Mood Reader- Slumper
I love reading, but I am a mood reader or better yet, a slumper. I fall out of love so quickly when a book does not capture my attention within the first three chapters. It becomes a soul snatching event and feels a chore to read when I dislike the book. I know many people would say maybe it is ADHD, but I can assure you it is not.
I used to be a self proclaimed, thriller/mystery reader only. Then I got caught in a stagnant space. All of my mystery/thriller reads became the same, predictable, drawn out, similar plots. I became withdrawn from even thinking about reading because my one interest genre began burning me out. It is hard enough that social media such as TikTok absorbs so much of my energy, and THEN I was now in a slump. You could not tell me things could get worse. I stopped reading for months, almost a year, because I was so stuck on only reading mysteries. I shut down any other genres, picked them apart little by little, until I stopped caring. After realizing my reading hobby was vanishing permanently, I had to shake something up.

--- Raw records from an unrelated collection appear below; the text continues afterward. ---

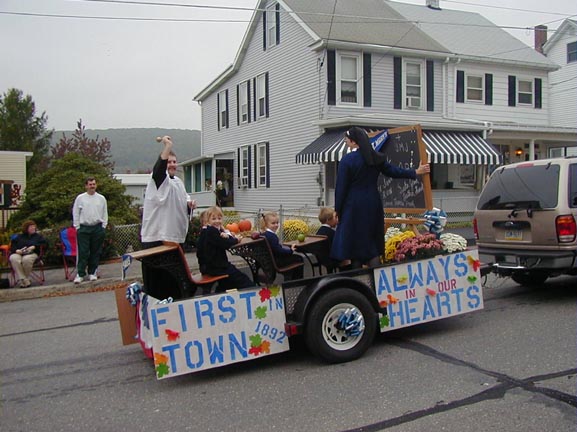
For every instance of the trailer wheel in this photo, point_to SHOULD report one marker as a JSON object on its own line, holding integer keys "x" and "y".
{"x": 341, "y": 326}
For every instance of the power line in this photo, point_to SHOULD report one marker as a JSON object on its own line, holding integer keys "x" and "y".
{"x": 505, "y": 8}
{"x": 95, "y": 17}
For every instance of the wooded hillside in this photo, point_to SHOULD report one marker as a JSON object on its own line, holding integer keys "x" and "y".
{"x": 136, "y": 150}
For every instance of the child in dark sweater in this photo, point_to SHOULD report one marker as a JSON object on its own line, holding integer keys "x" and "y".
{"x": 283, "y": 255}
{"x": 211, "y": 253}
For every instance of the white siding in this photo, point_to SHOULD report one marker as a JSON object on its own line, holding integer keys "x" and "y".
{"x": 382, "y": 100}
{"x": 563, "y": 84}
{"x": 293, "y": 84}
{"x": 500, "y": 110}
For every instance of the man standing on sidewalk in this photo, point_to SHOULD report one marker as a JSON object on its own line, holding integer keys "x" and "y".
{"x": 90, "y": 217}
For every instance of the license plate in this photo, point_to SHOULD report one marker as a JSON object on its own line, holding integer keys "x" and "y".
{"x": 507, "y": 259}
{"x": 514, "y": 235}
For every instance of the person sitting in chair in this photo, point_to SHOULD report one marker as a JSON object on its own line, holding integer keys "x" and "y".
{"x": 24, "y": 251}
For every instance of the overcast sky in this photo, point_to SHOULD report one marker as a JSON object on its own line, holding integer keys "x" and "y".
{"x": 127, "y": 73}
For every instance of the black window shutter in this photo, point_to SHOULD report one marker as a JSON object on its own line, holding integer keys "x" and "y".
{"x": 430, "y": 85}
{"x": 226, "y": 97}
{"x": 238, "y": 167}
{"x": 367, "y": 66}
{"x": 331, "y": 78}
{"x": 538, "y": 93}
{"x": 488, "y": 89}
{"x": 248, "y": 99}
{"x": 277, "y": 23}
{"x": 237, "y": 105}
{"x": 460, "y": 86}
{"x": 264, "y": 30}
{"x": 512, "y": 90}
{"x": 266, "y": 98}
{"x": 398, "y": 82}
{"x": 254, "y": 98}
{"x": 267, "y": 165}
{"x": 255, "y": 163}
{"x": 249, "y": 167}
{"x": 218, "y": 111}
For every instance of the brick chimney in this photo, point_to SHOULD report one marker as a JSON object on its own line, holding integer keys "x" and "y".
{"x": 540, "y": 37}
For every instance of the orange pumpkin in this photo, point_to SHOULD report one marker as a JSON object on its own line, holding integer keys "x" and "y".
{"x": 233, "y": 227}
{"x": 245, "y": 225}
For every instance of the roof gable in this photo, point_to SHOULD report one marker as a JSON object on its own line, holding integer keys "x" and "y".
{"x": 567, "y": 27}
{"x": 469, "y": 34}
{"x": 368, "y": 22}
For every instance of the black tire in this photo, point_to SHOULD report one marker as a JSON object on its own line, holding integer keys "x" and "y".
{"x": 530, "y": 278}
{"x": 325, "y": 339}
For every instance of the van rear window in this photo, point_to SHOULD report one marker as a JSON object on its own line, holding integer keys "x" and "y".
{"x": 522, "y": 187}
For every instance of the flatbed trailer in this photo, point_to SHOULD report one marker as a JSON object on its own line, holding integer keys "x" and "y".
{"x": 338, "y": 314}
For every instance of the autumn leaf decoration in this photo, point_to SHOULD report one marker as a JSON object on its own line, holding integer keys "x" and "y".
{"x": 160, "y": 363}
{"x": 260, "y": 312}
{"x": 474, "y": 263}
{"x": 264, "y": 294}
{"x": 172, "y": 335}
{"x": 258, "y": 345}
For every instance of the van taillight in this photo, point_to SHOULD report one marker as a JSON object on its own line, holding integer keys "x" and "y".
{"x": 566, "y": 228}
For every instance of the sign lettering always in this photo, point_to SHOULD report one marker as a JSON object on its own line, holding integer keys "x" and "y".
{"x": 428, "y": 290}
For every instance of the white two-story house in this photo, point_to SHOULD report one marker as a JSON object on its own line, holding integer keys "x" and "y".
{"x": 273, "y": 122}
{"x": 561, "y": 49}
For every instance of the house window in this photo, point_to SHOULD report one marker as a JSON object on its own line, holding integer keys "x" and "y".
{"x": 571, "y": 52}
{"x": 262, "y": 165}
{"x": 525, "y": 92}
{"x": 413, "y": 84}
{"x": 474, "y": 88}
{"x": 348, "y": 82}
{"x": 271, "y": 25}
{"x": 243, "y": 101}
{"x": 223, "y": 109}
{"x": 261, "y": 95}
{"x": 244, "y": 169}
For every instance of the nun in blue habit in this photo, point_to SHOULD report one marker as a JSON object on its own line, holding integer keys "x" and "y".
{"x": 360, "y": 232}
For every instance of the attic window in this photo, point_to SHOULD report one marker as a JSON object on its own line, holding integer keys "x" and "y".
{"x": 571, "y": 52}
{"x": 525, "y": 92}
{"x": 271, "y": 25}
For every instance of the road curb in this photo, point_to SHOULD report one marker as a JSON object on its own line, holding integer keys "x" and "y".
{"x": 16, "y": 294}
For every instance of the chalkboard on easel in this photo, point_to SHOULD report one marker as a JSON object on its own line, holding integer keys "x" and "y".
{"x": 405, "y": 148}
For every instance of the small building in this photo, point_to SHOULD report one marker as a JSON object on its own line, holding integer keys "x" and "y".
{"x": 12, "y": 181}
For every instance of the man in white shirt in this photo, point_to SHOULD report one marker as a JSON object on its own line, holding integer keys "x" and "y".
{"x": 166, "y": 205}
{"x": 90, "y": 217}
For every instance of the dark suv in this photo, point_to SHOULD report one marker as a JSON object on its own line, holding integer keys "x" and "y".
{"x": 525, "y": 221}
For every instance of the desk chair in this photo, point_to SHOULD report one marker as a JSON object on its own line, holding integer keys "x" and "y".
{"x": 259, "y": 257}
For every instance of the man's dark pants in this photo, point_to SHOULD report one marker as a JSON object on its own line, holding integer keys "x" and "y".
{"x": 90, "y": 239}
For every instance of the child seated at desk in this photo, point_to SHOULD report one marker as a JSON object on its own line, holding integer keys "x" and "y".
{"x": 283, "y": 255}
{"x": 212, "y": 245}
{"x": 328, "y": 220}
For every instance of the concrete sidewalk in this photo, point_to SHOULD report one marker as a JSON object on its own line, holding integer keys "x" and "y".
{"x": 110, "y": 276}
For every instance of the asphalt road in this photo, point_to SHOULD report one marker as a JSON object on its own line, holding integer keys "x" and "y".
{"x": 510, "y": 367}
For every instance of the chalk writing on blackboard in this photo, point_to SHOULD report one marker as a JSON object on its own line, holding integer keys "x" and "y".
{"x": 405, "y": 148}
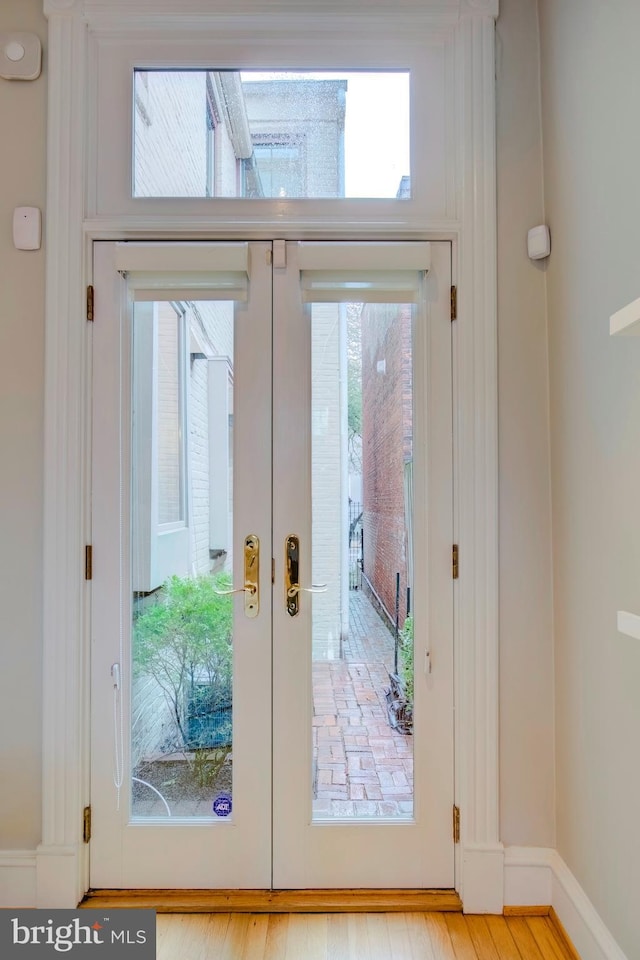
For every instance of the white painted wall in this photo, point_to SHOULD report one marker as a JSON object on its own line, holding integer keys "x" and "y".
{"x": 22, "y": 181}
{"x": 526, "y": 642}
{"x": 591, "y": 125}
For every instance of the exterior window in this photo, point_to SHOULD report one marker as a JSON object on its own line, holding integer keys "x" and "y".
{"x": 212, "y": 125}
{"x": 281, "y": 167}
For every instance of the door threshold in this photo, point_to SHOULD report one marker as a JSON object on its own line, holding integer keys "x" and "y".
{"x": 278, "y": 901}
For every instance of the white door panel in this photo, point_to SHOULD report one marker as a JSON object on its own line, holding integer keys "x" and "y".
{"x": 287, "y": 473}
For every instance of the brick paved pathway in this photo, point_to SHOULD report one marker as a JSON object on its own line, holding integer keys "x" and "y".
{"x": 363, "y": 768}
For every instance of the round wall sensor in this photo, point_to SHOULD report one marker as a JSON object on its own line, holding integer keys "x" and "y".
{"x": 20, "y": 56}
{"x": 14, "y": 51}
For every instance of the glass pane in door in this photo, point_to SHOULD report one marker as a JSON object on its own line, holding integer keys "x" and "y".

I really started using my Kindle and utilizing Libby only. I cancelled my Kindle Unlimited subscriptions months prior, so I told myself to only rely on the library. Relying on Libby saved me money, time, and so much energy. Due to Libby having wait times on books, when I did get them, I quickly utilized my days. I was reading so fast and fell back in love. I still stayed with mysteries/thrillers but more into the YA category. I now read romance novels, short stories, self-help, and so much more. I have not tried historical fiction or fantasy yet, but baby steps.